Kafka Streams Study
You need to understand some basic on how to use the Kafka Stream APIs so you can develop some simple streaming applications in a scope of a proof of concept.
Kafka Stream concepts¶
Any Java or Scala application can use Kafka Streams APIs.
Topology¶
The business logic is implemented via a Kafka Streams "topology" which represents a graph of processing operators or nodes. Each node within the graph, processes events from the parent node and may generate events for the down stream node(s). This is really close to the Java Streaming APIs or Mutiny APIs, but the APIs used by the topology is from Kafka Streams APIS.
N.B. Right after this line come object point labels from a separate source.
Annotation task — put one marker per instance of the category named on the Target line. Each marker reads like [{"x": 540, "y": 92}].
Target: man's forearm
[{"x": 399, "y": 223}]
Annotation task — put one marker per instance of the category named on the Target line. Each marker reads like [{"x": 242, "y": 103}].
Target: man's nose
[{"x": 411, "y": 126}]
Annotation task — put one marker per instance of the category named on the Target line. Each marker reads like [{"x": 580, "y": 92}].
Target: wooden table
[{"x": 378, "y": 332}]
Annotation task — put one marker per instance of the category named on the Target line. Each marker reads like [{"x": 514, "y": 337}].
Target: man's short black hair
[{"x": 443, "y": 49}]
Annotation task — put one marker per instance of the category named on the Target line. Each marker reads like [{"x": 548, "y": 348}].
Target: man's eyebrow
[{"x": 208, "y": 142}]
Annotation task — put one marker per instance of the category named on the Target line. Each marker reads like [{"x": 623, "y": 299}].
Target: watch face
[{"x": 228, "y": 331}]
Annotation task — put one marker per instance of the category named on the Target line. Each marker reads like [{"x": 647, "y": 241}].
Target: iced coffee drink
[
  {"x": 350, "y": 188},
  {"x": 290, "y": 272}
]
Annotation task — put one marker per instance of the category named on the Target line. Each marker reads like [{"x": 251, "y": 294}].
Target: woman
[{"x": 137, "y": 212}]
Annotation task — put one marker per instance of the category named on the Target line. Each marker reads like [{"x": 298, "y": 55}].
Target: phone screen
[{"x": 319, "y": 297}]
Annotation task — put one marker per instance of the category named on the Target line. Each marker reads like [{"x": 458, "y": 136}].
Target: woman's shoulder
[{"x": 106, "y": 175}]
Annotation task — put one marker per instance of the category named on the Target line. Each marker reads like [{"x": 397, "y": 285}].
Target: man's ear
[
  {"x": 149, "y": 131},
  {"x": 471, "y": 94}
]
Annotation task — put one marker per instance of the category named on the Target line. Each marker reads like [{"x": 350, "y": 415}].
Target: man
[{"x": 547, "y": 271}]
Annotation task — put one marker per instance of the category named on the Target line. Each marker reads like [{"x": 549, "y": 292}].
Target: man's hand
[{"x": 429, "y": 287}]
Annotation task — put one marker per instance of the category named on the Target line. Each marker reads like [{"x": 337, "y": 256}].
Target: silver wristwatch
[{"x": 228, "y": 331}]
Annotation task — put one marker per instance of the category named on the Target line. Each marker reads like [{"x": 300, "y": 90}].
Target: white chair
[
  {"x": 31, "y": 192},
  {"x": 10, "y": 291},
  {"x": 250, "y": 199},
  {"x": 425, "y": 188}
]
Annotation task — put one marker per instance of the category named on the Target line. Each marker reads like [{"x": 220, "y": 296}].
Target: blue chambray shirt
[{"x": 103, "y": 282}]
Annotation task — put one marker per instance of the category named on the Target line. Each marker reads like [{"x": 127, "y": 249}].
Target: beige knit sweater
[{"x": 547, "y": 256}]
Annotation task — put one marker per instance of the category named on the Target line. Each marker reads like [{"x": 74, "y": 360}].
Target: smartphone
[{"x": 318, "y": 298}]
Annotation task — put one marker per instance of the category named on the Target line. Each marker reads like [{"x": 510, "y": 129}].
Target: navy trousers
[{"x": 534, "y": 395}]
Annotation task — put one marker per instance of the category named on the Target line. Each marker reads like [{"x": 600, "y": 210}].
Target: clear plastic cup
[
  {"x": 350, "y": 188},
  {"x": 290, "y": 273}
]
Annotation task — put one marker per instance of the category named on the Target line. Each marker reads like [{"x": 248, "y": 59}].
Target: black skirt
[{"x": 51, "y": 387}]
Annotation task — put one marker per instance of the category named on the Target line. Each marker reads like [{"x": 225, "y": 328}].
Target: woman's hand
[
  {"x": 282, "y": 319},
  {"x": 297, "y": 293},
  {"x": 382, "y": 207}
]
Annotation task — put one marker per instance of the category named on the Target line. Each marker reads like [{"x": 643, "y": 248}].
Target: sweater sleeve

Kafka Streams applications are built on top of Kafka producer and consumer APIs and are leveraging Kafka capabilities to do data parallelism processing, to support distributed coordination of partition to task assignment, and to support fault tolerance. In Java the streaming topology will be executed in multiple threads and explicitly started in the Java app.
Properties props = buildKafkaProperties();
kafkaStreams = new KafkaStreams(buildProcessFlow(), props);
kafkaStreams.start();
To build a topology we use a StreamsBuilder class to define the input streams (mapped to a Kakfa topic), the logic to apply to the events and then how to produce results to a Kafka topic.
// Create a builder
final StreamsBuilder builder = new StreamsBuilder(); // (1)
// define the KStream abstraction by defining where the data come from (topic) and in which format
KStream<String,ItemTransaction> items = builder.stream(itemSoldInputStreamName,
Consumed.with(Serdes.String(), StoreSerdes.ItemTransactionSerde())); // (2)
final Topology topology = builder.build();
// start the topology in a thread... we will this code later
- StreamsBuilder to build a topology and run it
- Define a stream from a topic with serialization of the value to a Java Bean
The following figure illustrates the topology concept:
So let start by learning more about KStream construct.
More Reading
- If you do not know about topic, kafka producer, and consumer, you may spend time to read some quick kafka concepts
- More about producer practice
- And consumer
- More advanced practices for producer and consumer
KStream API¶
KStream is an abstraction of a Kafka record stream. It can be defined from one ot multiple Topics, and will define the structure of the Kafka record key, and the record structure.
The following declaration is for consuming from topic named items
with Key and Value of type String
:
KStream<String, String> aStream = builder.stream("items",Consumed.with(Serdes.String(), Serdes.String()));
Then Kstream offers a lot of functions to process the records. Below is a quick summary of the methods you may need to use in the next exercises:
Method | What it does | Example |
---|---|---|
peek | Perform an action on each record of KStream. | aStream.peek((key, value) -> System.out.println(value) |
to | transform the stream to a topic | aStream.to(outTopicName) |
filter | Create a new KStream with records which satisfy the given predicate. | .filter((key, value) -> ("BLUE".equalsIgnoreCase(value))) |
split | Split this stream into different branches. | aStream.split().branch((key, value) -> value.userId == null, Branched.as("no-userid")).defaultBranch(Branched.as("non-null")); |
groupBy | Group the records of this KStream on current key | |
groupByKey | Group the records of this KStream on a new key | |
KGroupedStream | Intermediate representation of a KStream in order to apply an aggregation operation | Ouput of groupByKey |
aggregate | Aggregate the values of records in this stream by the grouped key | .aggregate(() -> new StoreInventory(), (store , newItem, existingStoreInventory) -> existingStoreInventory.updateStockQuantity(store,newItem), materializeAsStoreInventoryKafkaStore()); |
split | Split a stream into branches | items.split(Named.as("B-")) |
BranchedKStream | Branches the records in the original stream based on the predicates supplied for the branch definitions. | .branch((k,v) -> (v.storeName == null), Branched.as("wrong-tx")).defaultBranch(Branched.as("good-tx")); branches.get("B-good-tx").to(outTopicName); branches.get("B-wrong-tx").to(deadLetterTopicName); |
selectKey | Change the key of a record |
KTable¶
KTable is the second main abstraction of a changelog stream from a primary-keyed table. Each record in this changelog stream is an update on the primary-keyed table with the record key as the primary key.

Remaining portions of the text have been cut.